It has been an encouraging few weeks for those who believe that the middle-aged, middle-class and apparently respectable can, when it comes to contemporary misbehaviour, keep their ends up with the best of them. The grinning toff Lord Brocket has made a chump of himself in the jungle. At HQ, King's Royal Hussars, there has been, it is alleged in a Southampton court, a veritable daisy-chain of adultery, party bunk-ups, groping, stroking, texting and bonking among male and female officers.
But the week's undisputed champion of semi-posh delinquency must surely be Lady Pilkington, whose run-in with her probation officers on disputes concerning attire and litter-collection has deservedly dominated the headlines, while her ample, largely unclothed body has loomed prominently in the nation's press.
Some may argue that her ladyship's appearance before a judge and subsequent imprisonment for 42 days are hardly matters of pressing concern but, in its small and undignified way, the story contains a parable of relevance not only to those engaged in the publicity business but also to David Blunkett and the judiciary. The saga, a sort of Crime and Punishment reworked by the makers of Footballers' Wives, touches on several of society's current preoccupations, insecurities and temptations.
Class, first of all. Lady Pilkington is not apparently a lady at all, but an off-the-peg aristo. Her title, rather startlingly to those of is who never knew such things happened, had been bought. Thanks to a trust fund which provided her with £2,000 a month, her ladyship elected to introduce a life of conspicuous and noisy decadence to the neighbourhood of Southsea, on the south coast.
With perhaps an eye on the sensibilities of the age, she moved into neighbour-from-hell mode and harassed her neighbours by calling them "the slag", "the purchased wife" and - another nice, contemporary touch with its nod to paedophilia - "the pervert". Then she took to having various forms of sex with her boyfriend in a hot tub situated in her garden.
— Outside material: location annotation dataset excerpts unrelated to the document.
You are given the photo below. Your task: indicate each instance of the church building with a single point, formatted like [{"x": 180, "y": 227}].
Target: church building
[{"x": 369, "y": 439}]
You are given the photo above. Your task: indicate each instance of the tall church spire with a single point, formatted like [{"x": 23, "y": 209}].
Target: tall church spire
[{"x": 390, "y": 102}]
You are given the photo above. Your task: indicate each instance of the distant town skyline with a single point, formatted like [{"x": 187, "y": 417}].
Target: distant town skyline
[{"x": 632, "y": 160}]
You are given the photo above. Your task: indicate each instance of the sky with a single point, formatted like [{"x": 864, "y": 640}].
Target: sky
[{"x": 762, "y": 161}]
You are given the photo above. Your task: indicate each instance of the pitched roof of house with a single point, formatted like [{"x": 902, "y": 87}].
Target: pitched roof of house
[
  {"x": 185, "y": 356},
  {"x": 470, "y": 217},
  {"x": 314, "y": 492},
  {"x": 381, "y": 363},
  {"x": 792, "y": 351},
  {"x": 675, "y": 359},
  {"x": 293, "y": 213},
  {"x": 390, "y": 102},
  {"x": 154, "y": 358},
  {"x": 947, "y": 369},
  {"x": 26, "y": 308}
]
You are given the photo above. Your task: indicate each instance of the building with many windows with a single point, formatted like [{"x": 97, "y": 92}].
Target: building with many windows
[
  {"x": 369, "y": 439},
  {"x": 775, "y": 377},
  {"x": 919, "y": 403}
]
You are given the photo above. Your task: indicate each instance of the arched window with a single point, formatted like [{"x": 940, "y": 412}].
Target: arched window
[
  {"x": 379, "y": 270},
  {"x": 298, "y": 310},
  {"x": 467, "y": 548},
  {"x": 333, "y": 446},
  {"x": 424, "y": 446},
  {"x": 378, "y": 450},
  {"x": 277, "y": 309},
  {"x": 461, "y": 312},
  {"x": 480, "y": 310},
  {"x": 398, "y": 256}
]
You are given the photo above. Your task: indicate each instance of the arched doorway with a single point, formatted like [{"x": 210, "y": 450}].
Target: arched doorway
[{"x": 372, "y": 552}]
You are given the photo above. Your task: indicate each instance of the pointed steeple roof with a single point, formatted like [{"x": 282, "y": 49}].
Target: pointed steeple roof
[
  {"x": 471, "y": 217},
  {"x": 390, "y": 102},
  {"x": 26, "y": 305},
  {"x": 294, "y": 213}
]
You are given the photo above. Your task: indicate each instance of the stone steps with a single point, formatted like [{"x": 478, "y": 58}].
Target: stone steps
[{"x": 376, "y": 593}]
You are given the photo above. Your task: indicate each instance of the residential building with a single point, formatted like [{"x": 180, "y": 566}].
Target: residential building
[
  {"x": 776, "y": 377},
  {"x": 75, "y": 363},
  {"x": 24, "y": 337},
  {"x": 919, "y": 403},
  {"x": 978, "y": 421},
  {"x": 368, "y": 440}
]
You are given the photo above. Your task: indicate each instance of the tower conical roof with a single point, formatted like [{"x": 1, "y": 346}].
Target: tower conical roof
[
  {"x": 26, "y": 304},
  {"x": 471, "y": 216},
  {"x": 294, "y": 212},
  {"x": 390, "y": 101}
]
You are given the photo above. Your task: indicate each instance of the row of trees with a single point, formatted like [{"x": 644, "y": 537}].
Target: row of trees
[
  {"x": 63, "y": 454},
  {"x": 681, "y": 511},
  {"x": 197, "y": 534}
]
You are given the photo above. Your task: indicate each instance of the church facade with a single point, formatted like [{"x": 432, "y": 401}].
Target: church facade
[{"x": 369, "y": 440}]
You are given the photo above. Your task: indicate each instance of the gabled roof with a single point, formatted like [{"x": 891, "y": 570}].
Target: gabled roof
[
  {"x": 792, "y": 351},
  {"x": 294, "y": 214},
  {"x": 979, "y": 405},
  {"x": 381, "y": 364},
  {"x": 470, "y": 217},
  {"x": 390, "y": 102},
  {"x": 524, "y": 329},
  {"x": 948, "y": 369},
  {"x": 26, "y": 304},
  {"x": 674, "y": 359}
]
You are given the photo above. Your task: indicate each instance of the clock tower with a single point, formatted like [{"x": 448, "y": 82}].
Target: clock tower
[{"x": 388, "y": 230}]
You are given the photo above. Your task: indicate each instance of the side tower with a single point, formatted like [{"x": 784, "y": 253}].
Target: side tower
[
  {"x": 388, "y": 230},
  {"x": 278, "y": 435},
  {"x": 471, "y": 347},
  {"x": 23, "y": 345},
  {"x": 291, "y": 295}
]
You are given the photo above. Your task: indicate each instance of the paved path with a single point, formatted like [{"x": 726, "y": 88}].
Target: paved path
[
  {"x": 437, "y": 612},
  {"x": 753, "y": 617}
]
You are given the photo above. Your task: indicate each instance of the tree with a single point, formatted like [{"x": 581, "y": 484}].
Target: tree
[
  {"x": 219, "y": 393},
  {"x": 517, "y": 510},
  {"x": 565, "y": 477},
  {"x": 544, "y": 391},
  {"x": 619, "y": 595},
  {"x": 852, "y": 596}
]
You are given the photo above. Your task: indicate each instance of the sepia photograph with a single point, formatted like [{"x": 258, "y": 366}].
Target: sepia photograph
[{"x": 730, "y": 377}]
The sight and sound of these events so traumatised the neighbours that one couple moved house.
But it was when all these excitements landed the purchased peeress in court that her case turned out to have relevance to the debate concerning prison. Before sentencing her to a 180-hour community service order, the judge remarked, with some prescience, that he regretted being unable to send her to jail, but that a recent Court of Appeal ruling had made it clear that custodial sentences should only be given when absolutely necessary.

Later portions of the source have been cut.